Il est équipé, sur les plages avant et arrière, de 3 m2 de panneaux voltaïques pour alimenter en énergie propre un petit moteur électrique qui permet d'atteindre une vitesse de 5 à 10 km/h.
"Ma démarche est avant tout scientifique, explique-t-il à l'AFP. Je vais tenter la première traversée polaire solaire en testant, pendant le jour permanent de l'été boréal, la capacité de captation de l'énergie solaire dans ces très hautes latitudes avec une température légèrement supérieure à 0°C".
Le but: développer la technologie qui pourrait permettre à terme "des déplacements +propres+ dans cette région au fragile écosystème, déjà mise à mal par le réchauffement climatique".
Sur le papier, l'énergie solaire emmagasinée (autant en 24h sous le jour permanent qu'en 12h sur l'équateur) devrait alimenter en électricité non seulement le petit moteur du kayak, mais aussi l'équipement photo, vidéo, informatique et transmissions embarqué.
Raphaël Domjan a été entre 2010 et 2012 le chef d'expédition de la 1ère circumnavigation à l'énergie solaire du bateau PlanetSolar.
Il est aussi le père du projet SolarStratos, à mi-chemin entre le monde de l'aviation et celui de l'espace: la construction à venir d'un monoplan à hélice propulsé par un moteur électrique à l'énergie solaire, pour grimper dans la stratosphère à plus de 20 km d'altitude et tutoyer les étoiles.
- 3.000 km en 3 mois -
Anne Quéméré et Raphaël Domjan partiront du bourg inuit de Tuktoyaktuk, à l'embouchure de la rivière Mackenzie sur la côte Nord du Canada.
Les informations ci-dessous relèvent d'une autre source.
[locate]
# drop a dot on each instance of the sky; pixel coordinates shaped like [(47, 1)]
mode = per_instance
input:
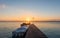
[(13, 10)]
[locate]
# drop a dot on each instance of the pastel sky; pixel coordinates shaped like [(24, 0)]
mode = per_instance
[(39, 9)]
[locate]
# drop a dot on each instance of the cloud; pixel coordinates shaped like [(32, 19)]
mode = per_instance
[(2, 6)]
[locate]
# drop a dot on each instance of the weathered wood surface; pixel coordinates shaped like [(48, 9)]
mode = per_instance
[(34, 32)]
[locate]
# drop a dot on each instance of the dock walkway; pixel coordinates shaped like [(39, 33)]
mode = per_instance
[(34, 32)]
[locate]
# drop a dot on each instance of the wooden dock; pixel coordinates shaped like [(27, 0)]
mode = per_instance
[(34, 32), (31, 32)]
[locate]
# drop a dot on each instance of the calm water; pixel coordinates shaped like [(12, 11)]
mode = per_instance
[(51, 29)]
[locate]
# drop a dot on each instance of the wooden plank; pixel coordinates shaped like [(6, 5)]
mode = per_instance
[(34, 32)]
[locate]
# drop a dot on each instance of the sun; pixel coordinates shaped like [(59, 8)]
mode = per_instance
[(28, 19)]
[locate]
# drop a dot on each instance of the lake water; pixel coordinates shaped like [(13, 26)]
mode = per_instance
[(51, 29)]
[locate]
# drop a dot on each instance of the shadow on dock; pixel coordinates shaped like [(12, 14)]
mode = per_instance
[(31, 32)]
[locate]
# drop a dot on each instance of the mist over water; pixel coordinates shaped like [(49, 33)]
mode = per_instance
[(51, 29)]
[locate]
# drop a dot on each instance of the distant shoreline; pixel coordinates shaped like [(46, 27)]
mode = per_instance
[(31, 21)]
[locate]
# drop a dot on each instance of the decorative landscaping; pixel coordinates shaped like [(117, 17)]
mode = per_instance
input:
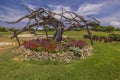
[(66, 50)]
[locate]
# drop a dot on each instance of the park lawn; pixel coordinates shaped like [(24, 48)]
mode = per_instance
[(104, 64)]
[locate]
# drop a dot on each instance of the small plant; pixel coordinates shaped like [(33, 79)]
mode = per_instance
[(80, 43), (77, 51)]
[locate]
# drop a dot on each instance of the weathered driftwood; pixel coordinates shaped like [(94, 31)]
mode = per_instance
[(44, 17)]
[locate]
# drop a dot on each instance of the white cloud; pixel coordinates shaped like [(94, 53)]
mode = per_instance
[(14, 14), (11, 15), (88, 9)]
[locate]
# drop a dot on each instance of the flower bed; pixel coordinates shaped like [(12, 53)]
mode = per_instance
[(66, 50)]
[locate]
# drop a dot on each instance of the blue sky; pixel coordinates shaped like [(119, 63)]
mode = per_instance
[(106, 11)]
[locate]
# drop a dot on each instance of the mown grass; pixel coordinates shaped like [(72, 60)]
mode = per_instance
[(104, 64)]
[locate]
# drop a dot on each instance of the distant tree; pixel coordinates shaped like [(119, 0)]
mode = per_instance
[(3, 29)]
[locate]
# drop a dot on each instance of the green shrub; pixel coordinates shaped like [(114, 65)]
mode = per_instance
[(115, 37)]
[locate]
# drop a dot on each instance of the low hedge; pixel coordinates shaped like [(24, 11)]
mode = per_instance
[(115, 37)]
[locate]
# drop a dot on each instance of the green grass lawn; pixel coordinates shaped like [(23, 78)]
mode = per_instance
[(104, 64)]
Avant que la banquise se referme en automne, ils ont trois mois pour couvrir les quelque 3.000 km qui les séparent de la mer de Baffin à l'ouest du Groenland.
Dire que le chemin est tortueux et semé d'embûches est un euphémisme: tracé aléatoire en fonction des zones englacées ou non, météo capricieuse et souvent imprévisible, multitude d'îles et îlots à contourner, nuées de moustiques dans les terres rendues marécageuses par la fonte... Pour couronner le tout: la présence intimidante du seigneur des lieux et redoutable prédateur, l'ours polaire.
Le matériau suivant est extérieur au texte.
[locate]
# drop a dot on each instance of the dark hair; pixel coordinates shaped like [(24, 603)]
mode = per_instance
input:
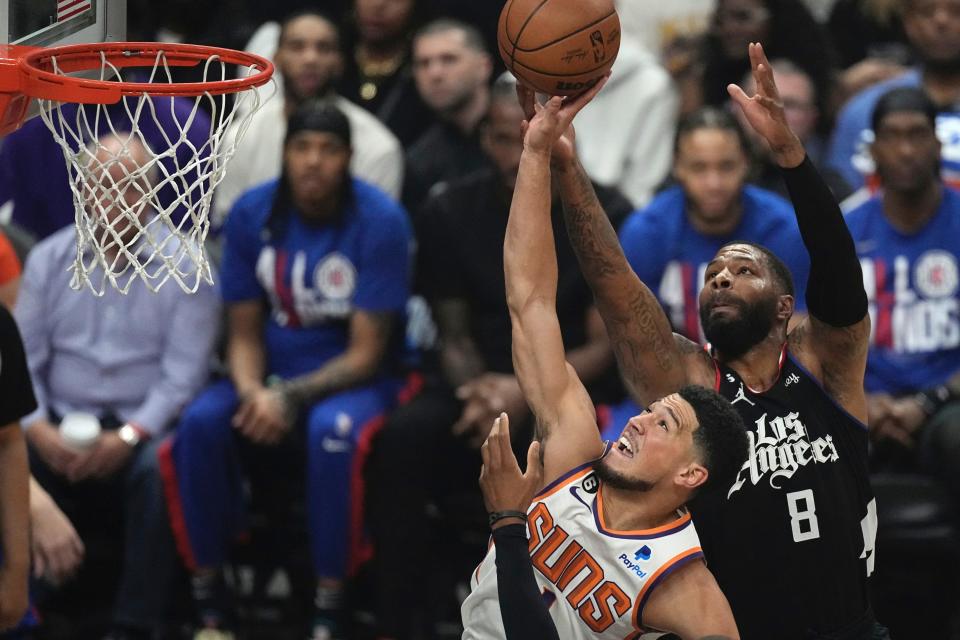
[(721, 436), (305, 13), (779, 270), (793, 33), (471, 35), (912, 99), (711, 118), (313, 115)]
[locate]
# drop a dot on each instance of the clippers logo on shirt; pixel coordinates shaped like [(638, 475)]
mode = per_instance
[(311, 300), (914, 305)]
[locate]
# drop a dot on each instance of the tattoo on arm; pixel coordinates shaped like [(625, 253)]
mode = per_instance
[(591, 233), (349, 368)]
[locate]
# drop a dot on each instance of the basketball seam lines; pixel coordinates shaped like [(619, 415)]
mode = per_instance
[(513, 54), (559, 75), (584, 28)]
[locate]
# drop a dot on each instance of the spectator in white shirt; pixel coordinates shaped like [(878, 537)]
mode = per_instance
[(309, 62)]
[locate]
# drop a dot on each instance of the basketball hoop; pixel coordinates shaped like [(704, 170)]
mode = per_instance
[(124, 231)]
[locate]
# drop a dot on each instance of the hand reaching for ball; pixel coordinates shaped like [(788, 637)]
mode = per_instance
[(548, 128), (764, 111)]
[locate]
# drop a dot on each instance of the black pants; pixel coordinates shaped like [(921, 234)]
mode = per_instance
[(123, 523), (426, 511)]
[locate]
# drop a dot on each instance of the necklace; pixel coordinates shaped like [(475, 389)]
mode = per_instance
[(374, 71)]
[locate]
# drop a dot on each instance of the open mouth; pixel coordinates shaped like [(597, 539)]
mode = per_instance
[(626, 446)]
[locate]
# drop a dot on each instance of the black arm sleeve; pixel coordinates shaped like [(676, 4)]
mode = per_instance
[(835, 293), (522, 608)]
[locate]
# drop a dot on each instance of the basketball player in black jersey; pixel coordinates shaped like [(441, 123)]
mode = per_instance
[(791, 541)]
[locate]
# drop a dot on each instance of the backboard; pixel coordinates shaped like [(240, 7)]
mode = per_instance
[(55, 22), (46, 23)]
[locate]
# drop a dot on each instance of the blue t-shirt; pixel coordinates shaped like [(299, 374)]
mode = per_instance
[(315, 276), (670, 256), (852, 136), (912, 286)]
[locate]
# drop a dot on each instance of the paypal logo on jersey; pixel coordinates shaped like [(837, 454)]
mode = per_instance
[(634, 567)]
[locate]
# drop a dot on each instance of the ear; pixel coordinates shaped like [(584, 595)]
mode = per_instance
[(785, 307), (486, 68), (691, 476)]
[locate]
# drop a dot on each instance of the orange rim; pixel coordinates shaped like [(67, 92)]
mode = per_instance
[(40, 81)]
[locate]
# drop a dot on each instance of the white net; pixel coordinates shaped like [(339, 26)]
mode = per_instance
[(143, 172)]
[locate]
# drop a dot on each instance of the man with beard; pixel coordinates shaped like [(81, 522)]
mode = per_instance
[(452, 70), (801, 507), (609, 537), (670, 242), (309, 60), (908, 239)]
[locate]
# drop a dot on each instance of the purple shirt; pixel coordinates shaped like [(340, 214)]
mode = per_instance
[(33, 172)]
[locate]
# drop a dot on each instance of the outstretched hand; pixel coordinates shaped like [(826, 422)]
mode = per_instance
[(504, 487), (764, 111), (548, 128)]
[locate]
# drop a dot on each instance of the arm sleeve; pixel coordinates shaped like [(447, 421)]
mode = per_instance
[(17, 399), (31, 316), (835, 293), (524, 612)]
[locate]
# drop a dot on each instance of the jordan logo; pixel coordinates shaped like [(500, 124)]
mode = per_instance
[(742, 396)]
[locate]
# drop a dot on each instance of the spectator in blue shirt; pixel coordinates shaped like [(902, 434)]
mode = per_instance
[(133, 361), (933, 30), (670, 242), (315, 279), (908, 240)]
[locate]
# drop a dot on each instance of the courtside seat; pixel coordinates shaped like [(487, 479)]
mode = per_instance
[(915, 582)]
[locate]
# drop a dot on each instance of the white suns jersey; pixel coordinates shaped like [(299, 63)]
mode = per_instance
[(594, 580)]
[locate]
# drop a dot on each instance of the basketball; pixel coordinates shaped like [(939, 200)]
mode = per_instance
[(559, 47)]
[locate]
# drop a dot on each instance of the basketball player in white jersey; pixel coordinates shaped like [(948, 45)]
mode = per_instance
[(614, 551)]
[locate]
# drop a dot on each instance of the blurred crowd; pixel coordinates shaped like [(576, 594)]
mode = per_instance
[(295, 449)]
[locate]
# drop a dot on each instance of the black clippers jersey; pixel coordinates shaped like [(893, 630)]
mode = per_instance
[(791, 541)]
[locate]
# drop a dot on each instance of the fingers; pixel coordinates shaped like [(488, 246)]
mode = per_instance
[(503, 440), (738, 95), (762, 72), (497, 456)]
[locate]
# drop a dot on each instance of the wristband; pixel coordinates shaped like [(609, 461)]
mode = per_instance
[(500, 515)]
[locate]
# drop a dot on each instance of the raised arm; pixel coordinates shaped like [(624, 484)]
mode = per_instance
[(645, 347), (566, 421), (833, 341)]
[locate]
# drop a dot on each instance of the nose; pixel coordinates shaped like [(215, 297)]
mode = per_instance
[(722, 280)]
L'année dernière, Anne Quéméré avait fait une première tentative de franchissement du passage en solitaire, mais avait dû abandonner en raison d'une météo interdisant toute progression.
"C'est la première fois que je ne pars pas en solitaire et pour moi c'est une révolution, a-t-elle confié à l'AFP. Nous allons devoir nous adapter chacun au rythme de l'autre, faire certainement des compromis". Avec toutefois de gros avantages: "l'esprit d'entraide et de solidarité, notamment en ce qui concerne la sécurité et la tenue de quart de veille permettant à l'autre de bien dormir et bien récupérer".
Anne Quéméré n'a pas de moteur électrique sur son kayak et avancera à la seule pagaie. "Mais moi aussi je vais pagayer...!", interrompt Raphaël Domjan, pour ne pas passer pour un aventurier en peau de lapin. "Mon kayak fonctionne exactement sur le modèle d'un vélo électrique. Pédaler est indispensable".